Dick Plumb

Personal information
- Full name: Richard Kevin Plumb
- Date of birth: 24 September 1946 (age 79)
- Place of birth: Swindon, England
- Height: 5 ft 10+1⁄2 in (1.79 m)
- Position: Forward

Youth career
- Swindon Town

Senior career*
- Years: Team / Apps / (Gls)
- 1963–1965: Swindon Town / 0 / (0)
- 1965–1968: Bristol Rovers / 39 / (8)
- 1968–1970: Yeovil Town
- 1970–1972: Charlton Athletic / 43 / (10)
- 1972–1974: Exeter City / 59 / (17)
- 1974–1978: Yeovil Town
- 1978–?: Chard Town

= Dick Plumb =

English footballer

Richard Kevin Plumb (born 24 September 1946) is a former professional footballer, who played as a forward in The Football League for three different teams.

Plumb started out as an apprentice with his home town team, Swindon Town, but although he spent 16 months as a professional with them he never made it into the first team.

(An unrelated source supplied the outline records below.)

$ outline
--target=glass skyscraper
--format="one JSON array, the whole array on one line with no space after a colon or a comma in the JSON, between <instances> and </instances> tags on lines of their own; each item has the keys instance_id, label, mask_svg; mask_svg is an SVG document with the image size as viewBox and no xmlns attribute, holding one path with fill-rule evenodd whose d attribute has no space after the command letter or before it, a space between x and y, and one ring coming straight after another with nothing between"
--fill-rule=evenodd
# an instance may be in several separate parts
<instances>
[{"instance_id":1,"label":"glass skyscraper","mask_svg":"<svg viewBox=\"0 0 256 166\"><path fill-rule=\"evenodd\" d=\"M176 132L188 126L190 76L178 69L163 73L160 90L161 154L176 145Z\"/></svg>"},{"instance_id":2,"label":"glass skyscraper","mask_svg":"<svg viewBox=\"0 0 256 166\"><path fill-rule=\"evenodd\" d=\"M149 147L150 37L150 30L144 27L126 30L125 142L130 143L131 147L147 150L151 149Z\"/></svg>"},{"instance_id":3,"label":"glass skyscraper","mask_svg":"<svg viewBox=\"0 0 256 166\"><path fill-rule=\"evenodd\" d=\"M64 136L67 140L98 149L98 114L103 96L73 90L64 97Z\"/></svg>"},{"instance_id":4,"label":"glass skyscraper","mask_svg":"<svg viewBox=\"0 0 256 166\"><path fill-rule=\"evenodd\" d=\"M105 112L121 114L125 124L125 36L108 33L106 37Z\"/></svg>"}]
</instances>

His League debut came after moving to Bristol Rovers in April 1965, when he played against Brighton & Hove Albion in October of that year. He went on to make 39 League appearances for The Pirates, scoring eight goals, before non-League side Yeovil Town broke their transfer record to sign him for £3,000 in October 1968.

His first of two spells with the Somerset club saw him score 53 goals in 111 appearances in all competitions, and when Charlton Athletic came in to sign him in September 1970 he also became Yeovil's record sale, at £7,000. He made 43 League appearances and scored ten goals for Charlton, before moving on to Exeter City in 1972, where he played a further 59 times in The Football League and scored 17 goals. In 1974, he returned to Yeovil Town, and in this spell he played a grand total of 226 games and scored 97 goals. His combined total of 150 goals for The Glovers made him their second highest scoring post-war player, as of March 2010. He ended his footballing career with Chard Town, who he joined in the summer of 1978.